Haskell (as commonly implemented) does not have a call stack; evaluation is based on graph reduction.
There is a nice article about the language framework Parrot. Parrot does not use the stack for calling and this article explains the technique a bit.
In the stackless environments I'm more or less familiar with (Turing machine, assembly, and Brainfuck), it's common to implement your own stack. There is nothing fundamental about having a stack built into the language.
In the most practical of these, assembly, you just choose a region of memory available to you, set the stack register to point to the bottom, then increment or decrement to implement your pushes and pops.
EDIT: I know some architectures have dedicated stacks, but they aren't necessary.
Call me ancient, but I can remember when the FORTRAN standards and COBOL did not support recursive calls, and therefore didn't require a stack. Indeed, I recall the implementations for CDC 6000 series machines where there wasn't a stack, and FORTRAN would do strange things if you tried to call a subroutine recursively.
For the record, instead of a call-stack, the CDC 6000 series instruction set used the RJ instruction to call a subroutine. This saved the current PC value at the call target location and then branches to the location following it. At the end, a subroutine would perform an indirect jump to the call target location. That reloaded saved PC, effectively returning to the caller.

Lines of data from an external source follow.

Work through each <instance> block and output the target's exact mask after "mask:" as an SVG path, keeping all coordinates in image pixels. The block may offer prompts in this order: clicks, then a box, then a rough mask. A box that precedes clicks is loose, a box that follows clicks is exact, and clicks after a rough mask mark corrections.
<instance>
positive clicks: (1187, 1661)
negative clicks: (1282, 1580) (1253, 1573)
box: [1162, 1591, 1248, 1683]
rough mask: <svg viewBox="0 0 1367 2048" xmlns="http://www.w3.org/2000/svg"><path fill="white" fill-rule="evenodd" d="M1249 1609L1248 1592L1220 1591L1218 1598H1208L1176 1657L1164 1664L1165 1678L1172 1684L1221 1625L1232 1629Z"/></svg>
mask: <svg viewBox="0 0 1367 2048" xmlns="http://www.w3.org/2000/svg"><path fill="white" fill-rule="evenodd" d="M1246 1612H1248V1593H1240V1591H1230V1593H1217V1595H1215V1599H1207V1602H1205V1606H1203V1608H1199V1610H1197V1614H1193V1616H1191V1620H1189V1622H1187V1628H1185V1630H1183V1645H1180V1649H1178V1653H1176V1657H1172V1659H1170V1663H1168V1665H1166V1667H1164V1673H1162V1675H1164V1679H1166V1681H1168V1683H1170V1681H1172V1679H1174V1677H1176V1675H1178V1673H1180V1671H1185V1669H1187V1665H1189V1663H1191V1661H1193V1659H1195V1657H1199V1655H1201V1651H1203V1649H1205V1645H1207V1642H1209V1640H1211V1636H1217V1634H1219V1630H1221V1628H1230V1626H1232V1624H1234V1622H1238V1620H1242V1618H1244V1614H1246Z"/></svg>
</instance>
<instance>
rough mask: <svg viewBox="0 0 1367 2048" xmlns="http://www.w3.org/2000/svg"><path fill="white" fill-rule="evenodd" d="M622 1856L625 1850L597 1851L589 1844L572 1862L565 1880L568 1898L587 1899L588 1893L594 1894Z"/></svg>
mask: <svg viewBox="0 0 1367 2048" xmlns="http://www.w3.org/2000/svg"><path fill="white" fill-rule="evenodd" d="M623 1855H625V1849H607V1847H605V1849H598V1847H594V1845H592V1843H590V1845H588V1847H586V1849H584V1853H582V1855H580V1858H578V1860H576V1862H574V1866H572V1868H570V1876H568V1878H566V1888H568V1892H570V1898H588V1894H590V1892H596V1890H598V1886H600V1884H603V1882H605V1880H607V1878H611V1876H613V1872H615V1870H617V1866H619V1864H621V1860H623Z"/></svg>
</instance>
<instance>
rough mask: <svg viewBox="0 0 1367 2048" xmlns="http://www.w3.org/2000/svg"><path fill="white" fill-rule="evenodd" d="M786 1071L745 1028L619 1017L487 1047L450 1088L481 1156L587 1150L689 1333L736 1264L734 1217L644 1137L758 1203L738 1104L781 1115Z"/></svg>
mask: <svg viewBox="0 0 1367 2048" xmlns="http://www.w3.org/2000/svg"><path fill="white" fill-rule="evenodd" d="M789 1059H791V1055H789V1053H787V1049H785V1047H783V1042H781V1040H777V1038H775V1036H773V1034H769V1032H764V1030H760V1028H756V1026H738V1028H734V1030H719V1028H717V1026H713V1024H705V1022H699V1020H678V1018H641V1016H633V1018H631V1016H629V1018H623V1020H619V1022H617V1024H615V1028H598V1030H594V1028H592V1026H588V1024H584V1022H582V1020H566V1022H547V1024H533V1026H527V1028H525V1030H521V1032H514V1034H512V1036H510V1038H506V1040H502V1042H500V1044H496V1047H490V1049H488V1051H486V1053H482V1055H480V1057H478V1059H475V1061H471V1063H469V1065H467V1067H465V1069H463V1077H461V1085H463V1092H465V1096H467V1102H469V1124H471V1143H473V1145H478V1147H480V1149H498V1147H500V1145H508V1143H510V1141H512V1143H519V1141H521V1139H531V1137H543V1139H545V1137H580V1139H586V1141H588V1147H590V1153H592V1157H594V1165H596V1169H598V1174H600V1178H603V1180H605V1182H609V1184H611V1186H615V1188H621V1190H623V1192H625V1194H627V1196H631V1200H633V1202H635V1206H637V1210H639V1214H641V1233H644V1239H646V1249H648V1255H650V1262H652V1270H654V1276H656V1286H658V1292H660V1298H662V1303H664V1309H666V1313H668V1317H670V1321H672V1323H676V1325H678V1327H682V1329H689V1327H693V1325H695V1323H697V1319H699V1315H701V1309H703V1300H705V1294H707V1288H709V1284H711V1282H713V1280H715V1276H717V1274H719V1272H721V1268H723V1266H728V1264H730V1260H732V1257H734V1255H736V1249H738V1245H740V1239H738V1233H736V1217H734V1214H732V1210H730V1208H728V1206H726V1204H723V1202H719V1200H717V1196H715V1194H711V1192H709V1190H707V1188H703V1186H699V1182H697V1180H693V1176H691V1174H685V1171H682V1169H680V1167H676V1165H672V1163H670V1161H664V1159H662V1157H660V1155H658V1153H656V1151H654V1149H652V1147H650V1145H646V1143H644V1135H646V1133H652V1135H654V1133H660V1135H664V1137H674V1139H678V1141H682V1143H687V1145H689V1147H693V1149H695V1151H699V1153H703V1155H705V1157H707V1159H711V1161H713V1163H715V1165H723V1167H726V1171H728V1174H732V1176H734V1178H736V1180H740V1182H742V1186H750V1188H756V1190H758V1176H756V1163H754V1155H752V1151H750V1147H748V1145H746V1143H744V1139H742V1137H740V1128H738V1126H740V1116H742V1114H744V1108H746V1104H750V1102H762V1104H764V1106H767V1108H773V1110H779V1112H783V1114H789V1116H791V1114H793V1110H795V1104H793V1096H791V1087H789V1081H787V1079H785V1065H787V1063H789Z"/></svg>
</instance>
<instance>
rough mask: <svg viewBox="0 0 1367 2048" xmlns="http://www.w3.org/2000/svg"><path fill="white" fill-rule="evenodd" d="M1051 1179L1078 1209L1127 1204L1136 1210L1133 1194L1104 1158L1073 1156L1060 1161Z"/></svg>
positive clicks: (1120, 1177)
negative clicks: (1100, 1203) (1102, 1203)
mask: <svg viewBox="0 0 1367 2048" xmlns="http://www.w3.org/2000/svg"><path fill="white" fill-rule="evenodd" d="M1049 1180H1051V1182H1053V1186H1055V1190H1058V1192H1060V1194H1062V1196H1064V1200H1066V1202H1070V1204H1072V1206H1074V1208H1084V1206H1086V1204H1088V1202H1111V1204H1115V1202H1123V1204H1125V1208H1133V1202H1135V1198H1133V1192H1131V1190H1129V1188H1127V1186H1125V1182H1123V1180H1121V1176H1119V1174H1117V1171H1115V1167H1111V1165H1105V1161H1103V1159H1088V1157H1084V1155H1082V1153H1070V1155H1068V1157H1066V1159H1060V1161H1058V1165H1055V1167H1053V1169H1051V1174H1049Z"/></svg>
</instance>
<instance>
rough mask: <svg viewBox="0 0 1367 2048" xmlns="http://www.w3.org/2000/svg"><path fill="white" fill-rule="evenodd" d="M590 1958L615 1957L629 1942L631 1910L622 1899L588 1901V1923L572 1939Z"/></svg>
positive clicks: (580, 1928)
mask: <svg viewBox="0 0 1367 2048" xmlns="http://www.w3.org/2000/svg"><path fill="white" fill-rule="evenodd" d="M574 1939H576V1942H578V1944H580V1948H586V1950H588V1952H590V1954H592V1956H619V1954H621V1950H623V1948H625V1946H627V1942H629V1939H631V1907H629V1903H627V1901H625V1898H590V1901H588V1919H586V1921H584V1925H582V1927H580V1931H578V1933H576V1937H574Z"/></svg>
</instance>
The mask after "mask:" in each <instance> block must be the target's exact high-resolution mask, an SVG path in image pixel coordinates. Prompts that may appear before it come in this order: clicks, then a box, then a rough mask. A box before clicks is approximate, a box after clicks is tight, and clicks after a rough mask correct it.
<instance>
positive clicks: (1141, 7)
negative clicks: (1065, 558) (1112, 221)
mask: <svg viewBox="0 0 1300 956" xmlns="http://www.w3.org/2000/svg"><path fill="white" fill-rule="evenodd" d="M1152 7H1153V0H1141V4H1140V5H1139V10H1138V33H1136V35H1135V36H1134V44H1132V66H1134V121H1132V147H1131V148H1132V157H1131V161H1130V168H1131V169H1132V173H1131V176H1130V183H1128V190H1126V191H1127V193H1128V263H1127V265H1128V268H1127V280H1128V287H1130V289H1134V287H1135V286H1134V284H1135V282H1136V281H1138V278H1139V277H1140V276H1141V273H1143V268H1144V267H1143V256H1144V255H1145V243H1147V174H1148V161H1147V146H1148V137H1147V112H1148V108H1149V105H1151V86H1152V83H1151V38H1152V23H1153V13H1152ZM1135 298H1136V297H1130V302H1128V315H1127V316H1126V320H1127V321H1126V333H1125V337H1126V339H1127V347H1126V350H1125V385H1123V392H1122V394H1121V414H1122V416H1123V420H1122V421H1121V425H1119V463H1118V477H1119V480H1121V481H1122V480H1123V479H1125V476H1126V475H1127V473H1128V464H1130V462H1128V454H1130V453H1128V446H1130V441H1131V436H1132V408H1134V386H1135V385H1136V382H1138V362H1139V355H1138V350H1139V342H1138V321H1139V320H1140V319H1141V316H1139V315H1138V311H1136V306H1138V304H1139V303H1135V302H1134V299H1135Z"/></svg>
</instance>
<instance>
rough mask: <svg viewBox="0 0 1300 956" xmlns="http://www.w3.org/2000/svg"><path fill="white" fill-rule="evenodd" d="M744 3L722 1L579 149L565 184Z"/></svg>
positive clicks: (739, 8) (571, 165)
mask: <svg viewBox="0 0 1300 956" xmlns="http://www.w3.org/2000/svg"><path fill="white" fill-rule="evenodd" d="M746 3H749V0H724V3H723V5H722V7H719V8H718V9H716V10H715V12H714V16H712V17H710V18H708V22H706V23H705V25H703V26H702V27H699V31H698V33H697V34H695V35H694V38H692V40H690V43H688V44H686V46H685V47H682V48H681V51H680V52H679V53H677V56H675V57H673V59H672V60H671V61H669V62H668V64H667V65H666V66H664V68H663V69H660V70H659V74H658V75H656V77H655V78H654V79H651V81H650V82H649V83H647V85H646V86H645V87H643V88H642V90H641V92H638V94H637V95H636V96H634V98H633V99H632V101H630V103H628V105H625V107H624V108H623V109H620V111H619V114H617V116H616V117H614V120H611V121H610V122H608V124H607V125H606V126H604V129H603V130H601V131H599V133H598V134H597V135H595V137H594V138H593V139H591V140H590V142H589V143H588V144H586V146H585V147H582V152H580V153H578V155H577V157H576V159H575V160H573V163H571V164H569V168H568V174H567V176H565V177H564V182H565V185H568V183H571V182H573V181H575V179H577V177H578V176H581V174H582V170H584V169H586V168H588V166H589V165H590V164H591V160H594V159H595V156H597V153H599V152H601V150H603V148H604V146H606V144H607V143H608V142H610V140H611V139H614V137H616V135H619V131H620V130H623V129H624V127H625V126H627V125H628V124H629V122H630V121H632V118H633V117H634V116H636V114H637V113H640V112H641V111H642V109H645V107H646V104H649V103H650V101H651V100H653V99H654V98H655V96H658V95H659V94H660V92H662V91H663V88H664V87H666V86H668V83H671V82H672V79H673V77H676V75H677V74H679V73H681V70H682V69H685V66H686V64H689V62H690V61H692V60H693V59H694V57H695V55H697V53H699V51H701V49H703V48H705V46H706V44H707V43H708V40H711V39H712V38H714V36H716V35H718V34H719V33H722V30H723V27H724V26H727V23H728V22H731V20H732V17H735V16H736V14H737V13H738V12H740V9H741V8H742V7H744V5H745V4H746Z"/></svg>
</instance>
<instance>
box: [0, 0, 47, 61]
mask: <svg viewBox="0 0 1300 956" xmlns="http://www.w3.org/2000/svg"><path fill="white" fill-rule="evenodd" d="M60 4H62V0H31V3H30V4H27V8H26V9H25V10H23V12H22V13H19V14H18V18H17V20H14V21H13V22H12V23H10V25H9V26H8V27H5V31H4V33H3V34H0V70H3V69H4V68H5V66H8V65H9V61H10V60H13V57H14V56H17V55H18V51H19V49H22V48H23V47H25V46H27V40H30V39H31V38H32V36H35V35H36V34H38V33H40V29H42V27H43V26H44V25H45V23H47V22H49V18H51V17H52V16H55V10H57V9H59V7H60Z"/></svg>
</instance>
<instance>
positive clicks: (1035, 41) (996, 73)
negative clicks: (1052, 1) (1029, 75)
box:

Obviously, that does not work with recursive calls. (And my recollection is that the CDC FORTRAN IV compiler would generate broken code if you did attempt recursion ...)
There is an easy to understand description of continuations on this article: http://www.defmacro.org/ramblings/fp.html
Continuations are something you can pass into a function in a stack-based language, but which can also be used by a language's own semantics to make it "stackless". Of course the stack is still there, but as Ira Baxter described, it's not one big contiguous segment.
Say you wanted to implement stackless C. The first thing to realize is that this doesn't need a stack:
a == b
But, does this?
isequal(a, b) { return a == b; }
No. Because a smart compiler will inline calls to isequal, turning them into a == b. So, why not just inline everything? Sure, you will generate more code but if getting rid of the stack is worth it to you then this is easy with a small tradeoff.
What about recursion? No problem. A tail-recursive function like:
bang(x) { return x == 1 ? 1 : x * bang(x-1); }
Can still be inlined, because really it's just a for loop in disguise:
bang(x) {
for(int i = x; i >=1; i--) x *= x-1;
return x;
In theory a really smart compiler could figure that out for you. But a less-smart one could still flatten it as a goto:
ax = x;
if(ax > 1) {
x = x*(--ax);
There is one case where you have to make a small trade off. This can't be inlined:
fib(n) { return n <= 2 ? n : fib(n-1) + fib(n-2); }
Stackless C simply cannot do this. Are you giving up a lot? Not really. This is something normal C can't do well very either. If you don't believe me just call fib(1000) and see what happens to your precious computer.
Please feel free to correct me if I'm wrong, but I would think that allocating memory on the heap for each function call frame would cause extreme memory thrashing. The operating system does after all have to manage this memory. I would think that the way to avoid this memory thrashing would be a cache for call frames. So if you need a cache anyway, we might as well make it contigous in memory and call it a stack.